Die Glasmalerei im Bereich der Restauration und Reparatur-Ausführung,  bietet eigentlich ein breit gefächertes Arbeitsfeld, sich im Ernstfall von geschädigter Substanz, nicht einzig mit aufgesetzten Theorien auseinanderzusetzen. Insbesondere führen rein wissenschaftliche Analysen und Untersuchungen (ohne Einbezug langjähriger Berufspraxis) zu Missverständnissen bei anschliessenden Beurteilungen.

Die eigentlichen Macher, also die gelernten Glasmaler und Kunstglaser, welche sich noch auf eine seriöse Ausbildungszeit abstützen könnten, werden in der Zwischenzeit, vermehrt aus ihrer verantwortungsbewussten Rolle gedrängt. Das heisst, sie werden mancherorts noch bloss als Befehlsempfänger geduldet. Dadurch wird eine praxisbezogene Professionalität bewusst ausgesetzt. Sei es aus Angst einen bevorstehenden Auftrag zu verlieren, sind Berufskollegen in der Gegenwart oftmals bereit, auch unkonventionelle oder nicht ganzheitlich ausgewogene Reparatur-Methoden anzuwenden. Selbst wenn sie wissen, dass sie eben durch eine unzulängliche Sanierungsmassnahme der Substanz für ihre Zukunft, eher damit eine schädigende Wirkung zufügen würden (z.B. ein Verzicht auf ein funktionierendes Hinterlüftungssystem bei Glasmalereien im Bau).




Es gibt meistens mehrere Gründe aufzuführen, warum einer bevorstehenden Farbfenster-Sanierung bereits von Anfang an, eine falsch verstandene Wegrichtung auferlegt wird. Einmal ist eine zu knappe Budgetvorgabe mit verantwortlich oder vielfach wirkt eine praxisfremde Beeinflussung /Doktrin von Historikern oder Architekten mit, die ein Individuum eines Glasmalers verleiten lässt, sich während einer Reparaturausführung in der Tendenz auch auf einem unverbindlichen Pfad zu bewegen. Nicht selten trifft man in Kirchen auf unprofessionelle Reparatur-Darbietungen an Farbfenstern, die jegliche Berufsethik vermissen lässt. Mitunter bereits nach kurzer Zeit, können sich fatale Folgen für die Original-Substanz ergeben, was meistens erst mit einer nochmaligen und kostenintensiven Nachsanierung zu korrigieren ist.

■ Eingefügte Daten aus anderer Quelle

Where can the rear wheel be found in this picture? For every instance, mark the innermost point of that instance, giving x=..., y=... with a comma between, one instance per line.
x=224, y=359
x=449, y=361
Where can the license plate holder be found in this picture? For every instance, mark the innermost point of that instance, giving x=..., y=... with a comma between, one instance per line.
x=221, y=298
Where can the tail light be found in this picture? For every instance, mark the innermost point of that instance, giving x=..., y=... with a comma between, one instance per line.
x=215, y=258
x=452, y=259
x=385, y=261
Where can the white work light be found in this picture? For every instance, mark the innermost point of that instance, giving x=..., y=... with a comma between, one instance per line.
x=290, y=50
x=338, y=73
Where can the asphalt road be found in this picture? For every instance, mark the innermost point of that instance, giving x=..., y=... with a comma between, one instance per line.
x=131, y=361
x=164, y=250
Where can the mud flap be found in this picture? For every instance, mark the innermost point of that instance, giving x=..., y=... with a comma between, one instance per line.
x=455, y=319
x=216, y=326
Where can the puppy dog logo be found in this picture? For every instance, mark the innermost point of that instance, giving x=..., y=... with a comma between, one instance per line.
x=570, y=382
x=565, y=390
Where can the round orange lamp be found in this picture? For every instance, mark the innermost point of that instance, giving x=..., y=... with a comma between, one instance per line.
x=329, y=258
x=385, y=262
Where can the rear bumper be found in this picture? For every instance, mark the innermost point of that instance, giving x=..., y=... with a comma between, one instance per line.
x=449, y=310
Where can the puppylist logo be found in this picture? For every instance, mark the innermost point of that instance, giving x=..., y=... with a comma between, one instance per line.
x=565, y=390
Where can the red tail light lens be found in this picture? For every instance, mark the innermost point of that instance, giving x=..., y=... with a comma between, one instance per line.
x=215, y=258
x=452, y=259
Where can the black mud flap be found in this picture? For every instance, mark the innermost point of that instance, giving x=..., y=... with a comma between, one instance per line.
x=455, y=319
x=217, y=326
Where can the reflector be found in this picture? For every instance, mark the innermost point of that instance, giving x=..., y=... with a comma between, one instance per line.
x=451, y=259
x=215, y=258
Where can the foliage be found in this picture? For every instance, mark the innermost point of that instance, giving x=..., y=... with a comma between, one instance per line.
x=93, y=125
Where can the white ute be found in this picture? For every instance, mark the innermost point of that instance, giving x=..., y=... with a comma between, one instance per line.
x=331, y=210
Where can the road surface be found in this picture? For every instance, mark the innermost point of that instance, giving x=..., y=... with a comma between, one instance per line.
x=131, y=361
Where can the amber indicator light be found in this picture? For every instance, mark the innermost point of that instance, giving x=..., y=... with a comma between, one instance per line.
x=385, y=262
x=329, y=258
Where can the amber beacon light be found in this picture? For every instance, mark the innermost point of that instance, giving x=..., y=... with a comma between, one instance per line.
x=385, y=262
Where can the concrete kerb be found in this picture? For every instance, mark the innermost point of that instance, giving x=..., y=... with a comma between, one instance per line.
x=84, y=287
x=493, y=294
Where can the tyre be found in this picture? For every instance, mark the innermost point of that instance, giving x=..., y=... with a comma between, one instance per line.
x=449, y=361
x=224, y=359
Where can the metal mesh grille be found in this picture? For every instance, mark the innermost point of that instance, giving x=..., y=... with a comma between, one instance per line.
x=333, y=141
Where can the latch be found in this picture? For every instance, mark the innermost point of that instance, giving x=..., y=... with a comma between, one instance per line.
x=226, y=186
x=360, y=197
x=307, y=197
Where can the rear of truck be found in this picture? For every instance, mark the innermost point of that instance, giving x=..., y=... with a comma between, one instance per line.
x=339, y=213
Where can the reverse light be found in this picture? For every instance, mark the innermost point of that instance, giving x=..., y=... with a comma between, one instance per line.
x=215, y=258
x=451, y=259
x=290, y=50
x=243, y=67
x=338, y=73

Bei vielen sachlichen Beanstandungen bleibt man verwundert, inwieweit die Verantwortlichen nicht in der Lage sein würden, solche von ihnen begleiteten Sanierungsmassnahmen regelkonform zu begleiten und unter seriöser Kontrolle zu halten.

Aus vermeintlichem Selbstschutz, verweisen uns die verantwortlichen Historiker meistens  auf die lapidare Aussage : bei einem zu beanstandeten Reparatur-Eingriff an einer Glasmalerei, sei dieser einzig einer historisch gewachsenen Situation, innerhalb einer bestimmten Zeitepoche zu zuschreiben. 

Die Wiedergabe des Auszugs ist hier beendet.